Before Throwing Away Empty Coffee Cans, Try Baking Bread
Although glass jars and paper bags filled with coffee beans are more common now than they were before, metal cans remain one of the best packaging materials to store coffee in. But, what do you do when the coffee has run out and you're left with an empty can? Before throwing it in the recycling bin, it might be worth thinking about another use for it. In fact, you don't have to as we've already thought of it.
You can use coffee cans to bake bread! No, this isn't a new hack made famous by a viral TikTok video. Coffee cans have been used to make bread since the early 20th century when people would use creative ways to repurpose things and stretch tight budgets. Rather than buying separate baking pans, it was found that the food-grade cans that coffee grounds came in were actually excellent molds to bake bread in. This method was so popular that bread baked in coffee cans came to have a name of its own: They're called coffee can bread.
Make sure that the coffee can is safe to be baked in
Baking bread in coffee cans can be fun, easy, and actually quite handy. If you don't like bread crusts, for example, coffee cans will be a savior. Bread baked in a coffee can has only a small layer of crust and most of it is the slice of muffin top that rises out of the can. Everything else inside can be sliced into perfectly round discs that are spongy pieces of bread with very little crust.

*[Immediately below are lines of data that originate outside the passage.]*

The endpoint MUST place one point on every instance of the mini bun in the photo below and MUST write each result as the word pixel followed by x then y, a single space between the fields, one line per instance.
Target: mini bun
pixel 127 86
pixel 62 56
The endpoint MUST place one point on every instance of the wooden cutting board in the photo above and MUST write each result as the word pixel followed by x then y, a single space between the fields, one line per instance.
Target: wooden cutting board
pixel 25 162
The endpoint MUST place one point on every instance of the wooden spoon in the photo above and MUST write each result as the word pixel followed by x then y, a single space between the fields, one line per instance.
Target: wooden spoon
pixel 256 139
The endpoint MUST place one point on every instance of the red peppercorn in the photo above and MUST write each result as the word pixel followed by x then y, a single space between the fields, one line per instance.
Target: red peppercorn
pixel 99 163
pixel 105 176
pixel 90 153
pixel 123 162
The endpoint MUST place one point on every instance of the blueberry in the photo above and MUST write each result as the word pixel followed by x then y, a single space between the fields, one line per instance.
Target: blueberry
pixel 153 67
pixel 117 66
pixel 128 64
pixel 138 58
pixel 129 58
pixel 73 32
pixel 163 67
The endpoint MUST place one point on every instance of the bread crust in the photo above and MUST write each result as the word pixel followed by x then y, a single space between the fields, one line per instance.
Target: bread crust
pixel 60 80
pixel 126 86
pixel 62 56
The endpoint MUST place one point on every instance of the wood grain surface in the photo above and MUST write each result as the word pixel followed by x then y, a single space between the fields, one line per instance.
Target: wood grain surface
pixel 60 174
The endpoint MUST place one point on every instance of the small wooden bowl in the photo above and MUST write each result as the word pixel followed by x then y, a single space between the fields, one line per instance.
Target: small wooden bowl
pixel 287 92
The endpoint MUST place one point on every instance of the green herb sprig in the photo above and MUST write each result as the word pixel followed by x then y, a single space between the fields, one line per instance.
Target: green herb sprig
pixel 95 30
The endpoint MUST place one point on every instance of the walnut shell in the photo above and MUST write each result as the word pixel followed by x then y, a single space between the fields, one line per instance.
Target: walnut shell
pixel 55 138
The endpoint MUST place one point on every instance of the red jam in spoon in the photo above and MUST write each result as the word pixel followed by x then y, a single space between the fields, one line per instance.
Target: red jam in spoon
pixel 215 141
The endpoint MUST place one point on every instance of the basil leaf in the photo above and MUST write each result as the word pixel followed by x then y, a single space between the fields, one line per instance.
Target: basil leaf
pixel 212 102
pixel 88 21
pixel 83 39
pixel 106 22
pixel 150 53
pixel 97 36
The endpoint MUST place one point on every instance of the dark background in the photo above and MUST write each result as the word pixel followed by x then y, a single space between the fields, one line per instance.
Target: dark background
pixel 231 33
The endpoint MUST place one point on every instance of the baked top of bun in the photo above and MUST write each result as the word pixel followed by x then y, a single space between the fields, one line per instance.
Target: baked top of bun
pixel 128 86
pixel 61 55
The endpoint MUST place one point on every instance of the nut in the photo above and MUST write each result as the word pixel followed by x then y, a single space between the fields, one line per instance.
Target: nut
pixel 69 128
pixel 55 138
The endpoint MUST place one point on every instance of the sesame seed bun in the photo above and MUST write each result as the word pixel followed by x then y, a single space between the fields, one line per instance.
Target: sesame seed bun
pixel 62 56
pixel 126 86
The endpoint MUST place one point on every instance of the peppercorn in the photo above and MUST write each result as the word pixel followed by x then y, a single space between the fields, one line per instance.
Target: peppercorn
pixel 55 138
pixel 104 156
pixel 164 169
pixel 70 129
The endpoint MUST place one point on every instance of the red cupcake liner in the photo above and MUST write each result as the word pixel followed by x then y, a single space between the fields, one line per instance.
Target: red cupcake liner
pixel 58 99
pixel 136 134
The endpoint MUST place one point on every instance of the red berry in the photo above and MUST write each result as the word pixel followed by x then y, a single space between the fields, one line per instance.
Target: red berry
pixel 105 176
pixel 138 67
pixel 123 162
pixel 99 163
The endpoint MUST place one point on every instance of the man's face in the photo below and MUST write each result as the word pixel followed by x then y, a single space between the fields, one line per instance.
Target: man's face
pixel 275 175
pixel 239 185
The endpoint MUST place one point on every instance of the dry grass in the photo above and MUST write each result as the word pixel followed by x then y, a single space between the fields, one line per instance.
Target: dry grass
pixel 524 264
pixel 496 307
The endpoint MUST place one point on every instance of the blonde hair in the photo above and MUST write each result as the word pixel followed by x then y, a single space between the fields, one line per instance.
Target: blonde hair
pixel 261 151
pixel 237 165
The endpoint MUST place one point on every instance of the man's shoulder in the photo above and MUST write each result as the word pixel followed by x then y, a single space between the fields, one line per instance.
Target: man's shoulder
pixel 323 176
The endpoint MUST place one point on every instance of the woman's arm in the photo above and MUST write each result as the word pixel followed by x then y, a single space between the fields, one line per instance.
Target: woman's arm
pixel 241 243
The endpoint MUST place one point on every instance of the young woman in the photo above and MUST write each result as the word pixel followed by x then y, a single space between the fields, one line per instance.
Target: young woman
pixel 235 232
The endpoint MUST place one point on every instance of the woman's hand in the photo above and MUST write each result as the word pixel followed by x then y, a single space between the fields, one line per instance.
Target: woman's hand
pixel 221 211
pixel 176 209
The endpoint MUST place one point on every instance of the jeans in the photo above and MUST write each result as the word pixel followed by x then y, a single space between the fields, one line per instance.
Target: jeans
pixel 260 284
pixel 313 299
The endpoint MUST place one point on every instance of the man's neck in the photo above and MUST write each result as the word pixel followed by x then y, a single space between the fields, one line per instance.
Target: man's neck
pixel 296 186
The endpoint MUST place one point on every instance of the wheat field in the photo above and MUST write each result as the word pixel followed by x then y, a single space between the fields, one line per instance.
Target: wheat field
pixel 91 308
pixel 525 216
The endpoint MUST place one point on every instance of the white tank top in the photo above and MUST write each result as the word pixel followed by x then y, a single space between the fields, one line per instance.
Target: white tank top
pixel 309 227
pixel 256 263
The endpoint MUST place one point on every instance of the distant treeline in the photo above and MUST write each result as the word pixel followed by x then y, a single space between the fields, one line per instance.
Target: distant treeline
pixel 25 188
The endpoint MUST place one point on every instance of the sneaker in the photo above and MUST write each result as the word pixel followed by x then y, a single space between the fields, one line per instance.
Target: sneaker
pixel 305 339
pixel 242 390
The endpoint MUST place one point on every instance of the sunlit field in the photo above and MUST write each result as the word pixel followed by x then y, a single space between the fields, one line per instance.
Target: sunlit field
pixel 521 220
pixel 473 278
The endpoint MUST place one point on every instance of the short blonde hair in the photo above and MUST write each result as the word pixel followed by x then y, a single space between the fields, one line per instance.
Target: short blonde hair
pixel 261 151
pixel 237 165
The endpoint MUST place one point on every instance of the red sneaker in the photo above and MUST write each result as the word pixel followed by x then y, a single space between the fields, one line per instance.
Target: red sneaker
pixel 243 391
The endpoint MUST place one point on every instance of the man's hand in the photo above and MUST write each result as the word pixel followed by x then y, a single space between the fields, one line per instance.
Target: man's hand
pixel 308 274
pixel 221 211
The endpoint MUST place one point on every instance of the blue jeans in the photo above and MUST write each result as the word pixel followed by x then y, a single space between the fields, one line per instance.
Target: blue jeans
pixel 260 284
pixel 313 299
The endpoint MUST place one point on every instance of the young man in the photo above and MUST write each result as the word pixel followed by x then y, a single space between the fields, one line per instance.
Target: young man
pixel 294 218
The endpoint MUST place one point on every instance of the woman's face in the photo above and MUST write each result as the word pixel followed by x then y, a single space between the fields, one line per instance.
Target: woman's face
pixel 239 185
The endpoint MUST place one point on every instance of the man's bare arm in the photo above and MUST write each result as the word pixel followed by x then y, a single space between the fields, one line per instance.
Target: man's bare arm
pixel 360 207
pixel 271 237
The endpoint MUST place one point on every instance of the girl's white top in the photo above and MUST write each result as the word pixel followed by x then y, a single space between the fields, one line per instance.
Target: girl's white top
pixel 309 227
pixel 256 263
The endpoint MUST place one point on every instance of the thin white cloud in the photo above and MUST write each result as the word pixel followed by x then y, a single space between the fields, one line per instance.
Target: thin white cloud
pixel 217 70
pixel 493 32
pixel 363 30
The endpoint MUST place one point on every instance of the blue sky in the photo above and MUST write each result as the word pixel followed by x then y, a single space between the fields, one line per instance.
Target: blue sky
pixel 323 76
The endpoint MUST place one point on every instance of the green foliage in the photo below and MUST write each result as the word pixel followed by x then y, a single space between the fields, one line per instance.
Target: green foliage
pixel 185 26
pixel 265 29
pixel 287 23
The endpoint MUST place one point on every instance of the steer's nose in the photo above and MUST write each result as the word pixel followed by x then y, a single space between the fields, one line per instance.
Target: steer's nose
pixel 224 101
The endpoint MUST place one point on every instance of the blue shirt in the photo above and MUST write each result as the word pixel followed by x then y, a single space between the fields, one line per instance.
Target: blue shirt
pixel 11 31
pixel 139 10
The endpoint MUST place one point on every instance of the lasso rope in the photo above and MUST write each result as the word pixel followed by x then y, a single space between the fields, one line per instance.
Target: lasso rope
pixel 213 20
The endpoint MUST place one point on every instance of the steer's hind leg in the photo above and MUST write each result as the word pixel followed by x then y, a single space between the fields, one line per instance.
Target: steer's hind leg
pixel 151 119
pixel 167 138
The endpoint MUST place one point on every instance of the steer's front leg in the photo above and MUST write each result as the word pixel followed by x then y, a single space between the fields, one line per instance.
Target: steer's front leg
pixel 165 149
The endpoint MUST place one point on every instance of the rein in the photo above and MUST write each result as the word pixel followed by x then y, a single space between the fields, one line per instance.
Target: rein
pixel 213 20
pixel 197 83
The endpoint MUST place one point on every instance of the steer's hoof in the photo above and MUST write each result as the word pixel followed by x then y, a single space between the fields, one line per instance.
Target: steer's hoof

Delishably explains that coffee can bread recipes like theirs don't involve any kneading either and the bread dough is left to rise just once. Even then, dough rising in a coffee can is a fun experiment to involve kids in because the lid of the coffee can will suddenly pop open once the bread has rested and risen enough before being ready to be popped in the oven.
The only thing to be mindful of, however, is to check whether the coffee can that you have is safe to bake in or not. The materials that cans are made of can sometimes release toxic chemicals when left under heat (via Medicine Net). Additionally, some cans may be lined with Bisphenol-A or BPA which is another toxic chemical that seeps into the food inside when heated. As long as your cans don't have a liner and are safe to be baked in, coffee cans are an old but effective way to bake puffy bread.